To customize the schema metadata of an existing table you can use
Table.replace_schema_metadata()
:
In [97]: table.schema.metadata # empty
In [98]: table = table.replace_schema_metadata({"f0": "First dose"})
In [99]: table.schema.metadata
Out[99]: {b'f0': b'First dose'}
To customize the metadata of the field from the table schema you can use
Field.with_metadata()
:
In [100]: field_f1 = table.schema.field("f1")
In [101]: field_f1.metadata # empty
In [102]: field_f1 = field_f1.with_metadata({"f1": "Second dose"})
In [103]: field_f1.metadata
Out[103]: {b'f1': b'Second dose'}
Both options create a shallow copy of the data and do not in fact change the
Schema which is immutable.

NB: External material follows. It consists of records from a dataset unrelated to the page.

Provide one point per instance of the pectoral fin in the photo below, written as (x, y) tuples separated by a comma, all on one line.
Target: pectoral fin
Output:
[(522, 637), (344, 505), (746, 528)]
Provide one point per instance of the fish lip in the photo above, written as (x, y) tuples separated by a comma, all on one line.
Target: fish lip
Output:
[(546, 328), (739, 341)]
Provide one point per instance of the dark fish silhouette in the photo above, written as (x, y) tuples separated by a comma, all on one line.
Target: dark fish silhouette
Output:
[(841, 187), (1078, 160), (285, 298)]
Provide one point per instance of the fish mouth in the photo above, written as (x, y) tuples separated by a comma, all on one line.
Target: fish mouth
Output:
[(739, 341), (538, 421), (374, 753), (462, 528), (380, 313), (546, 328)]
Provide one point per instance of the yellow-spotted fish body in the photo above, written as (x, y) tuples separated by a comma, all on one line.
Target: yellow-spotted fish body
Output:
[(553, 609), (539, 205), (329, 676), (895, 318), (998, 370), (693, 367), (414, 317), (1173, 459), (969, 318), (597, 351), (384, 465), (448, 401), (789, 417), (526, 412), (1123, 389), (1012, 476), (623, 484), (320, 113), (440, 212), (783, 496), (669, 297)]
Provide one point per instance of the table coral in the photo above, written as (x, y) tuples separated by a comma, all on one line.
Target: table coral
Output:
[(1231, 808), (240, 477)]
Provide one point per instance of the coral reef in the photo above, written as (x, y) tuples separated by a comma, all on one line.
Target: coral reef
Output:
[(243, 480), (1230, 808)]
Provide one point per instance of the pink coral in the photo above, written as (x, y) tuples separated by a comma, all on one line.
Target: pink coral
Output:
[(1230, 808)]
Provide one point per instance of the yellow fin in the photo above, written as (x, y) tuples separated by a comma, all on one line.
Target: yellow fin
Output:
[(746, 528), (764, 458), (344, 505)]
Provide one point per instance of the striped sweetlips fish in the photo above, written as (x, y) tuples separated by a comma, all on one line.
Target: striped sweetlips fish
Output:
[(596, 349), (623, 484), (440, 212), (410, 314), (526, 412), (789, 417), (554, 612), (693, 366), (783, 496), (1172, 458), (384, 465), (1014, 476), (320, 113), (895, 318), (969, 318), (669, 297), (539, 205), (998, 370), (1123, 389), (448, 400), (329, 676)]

To change the metadata in the schema of the table
we created a new object when calling Table.replace_schema_metadata()
.
To change the metadata of the field in the schema we would need to define a new schema and cast the data to this schema:
In [104]: my_schema2 = pa.schema([
.....: pa.field('f0', pa.int64(), metadata={"name": "First dose"}),
.....: pa.field('f1', pa.string(), metadata={"name": "Second dose"}),
.....: pa.field('f2', pa.bool_())],
.....: metadata={"f2": "booster"})
.....:
In [105]: t2 = table.cast(my_schema2)
In [106]: t2.schema.field("f0").metadata
Out[106]: {b'name': b'First dose'}
In [107]: t2.schema.field("f1").metadata
Out[107]: {b'name': b'Second dose'}
In [108]: t2.schema.metadata
Out[108]: {b'f2': b'booster'}
Metadata key and value pairs are std::string
objects in the C++ implementation
and so they are bytes objects (b'...'
) in Python.
Record Batch Readers#
Many functions in PyArrow either return or take as an argument a RecordBatchReader
.
It can be used like any iterable of record batches, but also provides their common
schema without having to get any of the batches.:
>>> schema = pa.schema([('x', pa.int64())])
>>> def iter_record_batches():
... for i in range(2):
... yield pa.RecordBatch.from_arrays([pa.array([1, 2, 3])], schema=schema)
>>> reader = pa.RecordBatchReader.from_batches(schema, iter_record_batches())
>>> print(reader.schema)
pyarrow.Schema
x: int64
>>> for batch in reader:
... print(batch)
pyarrow.RecordBatch
x: int64
pyarrow.RecordBatch
x: int64
It can also be sent between languages using the C stream interface.